Wie arbeitete die Enigma und wie gelang es, den Code zu knacken?

  • Die "Enigma" hatte eine Tastatur mit 26 Buchstaben-Tasten sowie 26 Leuchtfelder mit den Buchstaben, die den verschlüsselten Text bildeten.
  • Auf dem Weg von Tastatur zum Lämpchen durchlief der Strom einer Batterie drei rotierende Walzen mit verwirrend verdrahteten elektrischen Kontakten und wurde dann von einer Umkehrwalze noch einmal durch sie zurückgeleitet.
  • Um es noch komplexer zu machen, wurden zudem noch mit Hilfe von Stecker-Kabeln zehn Buchstaben-Paare gegenseitig vertauscht.
  • Die Reihenfolge der Walzen und die Buchstaben-Paare änderten sich täglich.

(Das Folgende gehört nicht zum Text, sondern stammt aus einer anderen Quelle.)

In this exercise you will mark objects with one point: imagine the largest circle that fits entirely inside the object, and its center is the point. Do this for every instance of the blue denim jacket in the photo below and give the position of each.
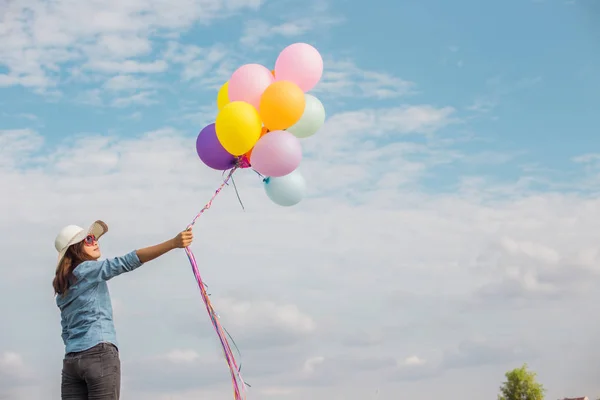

Es dauerte Jahre, bis "Enigma" geknackt wurde. Die Grundlage legte ein polnischer Mathematiker, der die interne Verdrahtung der Walzen durchschaute.

Das System hatte jedoch auch Schwächen, die sich die britischen Codeknacker in Bletchley Park zunutze machten. So sorgte die Umkehrwalze dafür, dass kein Buchstabe mit sich selbst verschlüsselt wurde.

Das war ein wertvoller Hinweis: Denn die Kriegs-Funksprüche enthielten sich ständig wiederholende Worte wie etwa "Wettervorhersage". Man konnte relativ einfach die Stellen im Text finden, an denen sie sich überhaupt befinden konnten.

Dadurch war es mit Wissen um die innere Verdrahtung der Walzen möglich, deren tagesaktuelle Position zu ermitteln. Den Austausch der Buchstaben räumten die Briten dadurch aus, dass sie eine Vielzahl möglicher Kombinationen in nachgebauten "Enigma"-Mechanismen durchlaufen ließen.

Je mehr Maschinen liefen, desto schneller konnte man zu einem Ergebnis kommen. So wurde zum Beispiel am Tag der Landung der Alliierten in der Normandie die tagesaktuelle "Enigma"-Konfiguration bereits um 2 Uhr morgens ermittelt, dank des Begriffs "Wettervorhersagebiskaya".